Next year will see overall “stable” cash flow results for broadcast TV stations, according to Moody’s Investor Service. It won’t come from traditional core advertising, but via retransmission fees.
Looking at major TV station groups, Moody’s expects retransmission revenues to rise 13.4% next year, with advertising revenues declining 3.4%.
“Rising retransmission fees and incremental earnings generated by a strong 2018 political [advertising] cycle will help offset weak advertising revenue for U.S. broadcasters,” says Jason Cuomo, vice president-senior credit officer, Moody’s.
Core-advertising demand continues to decline. For example, TV's biggest ad category -- automotive spending -- expects to drop further.

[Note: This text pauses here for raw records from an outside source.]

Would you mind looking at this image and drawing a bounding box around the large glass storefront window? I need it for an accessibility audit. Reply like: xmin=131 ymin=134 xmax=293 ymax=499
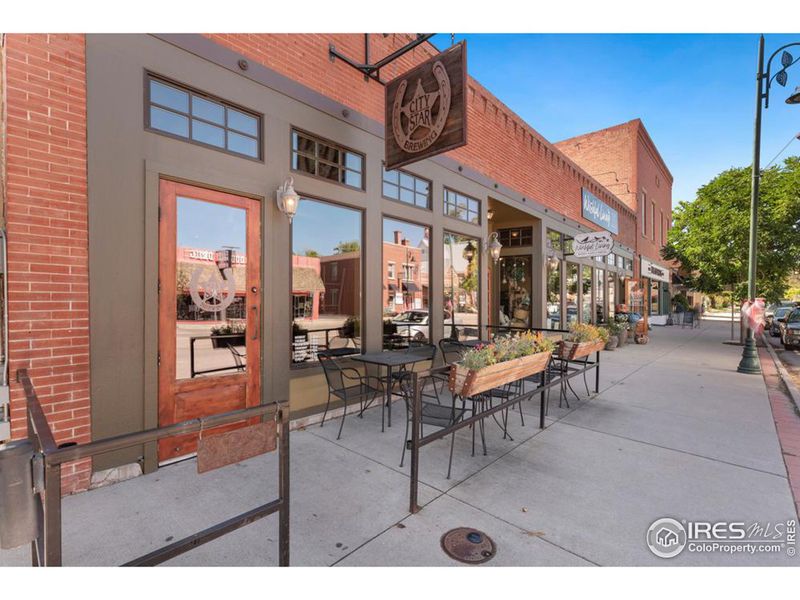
xmin=383 ymin=218 xmax=430 ymax=348
xmin=546 ymin=256 xmax=561 ymax=329
xmin=291 ymin=198 xmax=362 ymax=365
xmin=607 ymin=271 xmax=616 ymax=320
xmin=581 ymin=265 xmax=592 ymax=323
xmin=498 ymin=256 xmax=532 ymax=329
xmin=595 ymin=268 xmax=605 ymax=323
xmin=443 ymin=232 xmax=480 ymax=341
xmin=566 ymin=262 xmax=579 ymax=325
xmin=650 ymin=279 xmax=660 ymax=315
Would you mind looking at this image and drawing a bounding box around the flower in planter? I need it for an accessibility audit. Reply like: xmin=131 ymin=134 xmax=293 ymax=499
xmin=210 ymin=321 xmax=246 ymax=336
xmin=461 ymin=332 xmax=554 ymax=370
xmin=566 ymin=322 xmax=607 ymax=344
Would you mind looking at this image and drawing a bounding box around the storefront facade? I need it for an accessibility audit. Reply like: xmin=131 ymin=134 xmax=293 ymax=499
xmin=2 ymin=33 xmax=659 ymax=492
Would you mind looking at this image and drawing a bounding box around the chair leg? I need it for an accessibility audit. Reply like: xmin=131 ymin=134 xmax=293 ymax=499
xmin=400 ymin=413 xmax=410 ymax=468
xmin=337 ymin=397 xmax=348 ymax=440
xmin=479 ymin=416 xmax=487 ymax=456
xmin=321 ymin=392 xmax=332 ymax=428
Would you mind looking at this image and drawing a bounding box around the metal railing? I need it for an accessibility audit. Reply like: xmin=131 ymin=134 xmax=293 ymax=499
xmin=407 ymin=349 xmax=600 ymax=513
xmin=18 ymin=368 xmax=290 ymax=567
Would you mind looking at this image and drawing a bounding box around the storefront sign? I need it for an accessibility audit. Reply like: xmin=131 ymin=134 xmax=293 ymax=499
xmin=641 ymin=256 xmax=670 ymax=283
xmin=581 ymin=188 xmax=619 ymax=234
xmin=385 ymin=42 xmax=467 ymax=170
xmin=572 ymin=231 xmax=613 ymax=258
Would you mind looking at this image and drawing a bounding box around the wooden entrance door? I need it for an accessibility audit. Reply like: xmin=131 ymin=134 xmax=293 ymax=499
xmin=158 ymin=180 xmax=262 ymax=462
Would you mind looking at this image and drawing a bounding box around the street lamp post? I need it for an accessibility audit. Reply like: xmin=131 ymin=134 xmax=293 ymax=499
xmin=738 ymin=35 xmax=800 ymax=374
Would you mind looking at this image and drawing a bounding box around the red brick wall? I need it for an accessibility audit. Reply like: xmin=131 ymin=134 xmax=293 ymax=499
xmin=206 ymin=34 xmax=637 ymax=247
xmin=2 ymin=34 xmax=91 ymax=494
xmin=633 ymin=126 xmax=674 ymax=266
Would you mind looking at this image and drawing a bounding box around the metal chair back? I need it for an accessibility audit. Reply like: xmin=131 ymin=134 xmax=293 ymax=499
xmin=438 ymin=338 xmax=467 ymax=365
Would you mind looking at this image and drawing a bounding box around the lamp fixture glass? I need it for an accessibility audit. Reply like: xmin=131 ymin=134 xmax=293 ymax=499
xmin=462 ymin=240 xmax=476 ymax=263
xmin=276 ymin=176 xmax=300 ymax=222
xmin=786 ymin=86 xmax=800 ymax=104
xmin=487 ymin=231 xmax=502 ymax=263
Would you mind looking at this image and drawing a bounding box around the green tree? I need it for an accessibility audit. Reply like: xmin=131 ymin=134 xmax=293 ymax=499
xmin=334 ymin=240 xmax=361 ymax=253
xmin=662 ymin=156 xmax=800 ymax=304
xmin=304 ymin=249 xmax=320 ymax=257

All this means a total TV broadcast cash-flow improvement -- earnings before interest, taxes, depreciation and amortization -- of 3.1%. Cuomo expects growing mergers and acquisitions as a result.
Big-time pay TV companies -- cable system-centric companies -- will see similar cash-flow hikes, up 4.1%, mostly due to higher revenue from broadband business. Broadband subscriptions were up 4.6% in the second quarter of 2018.
At the same time, Cuomo predicts continued losses when it comes to traditional cable-video revenues as subscribers fall. Video subscribers sank 2% in the second quarter of 2018 -- accelerating from a 1.2% drop in the second quarter of 2017.
Another possible negative for cable companies is the threat of consumers shifting to OTT and 5G wireless broadband businesses.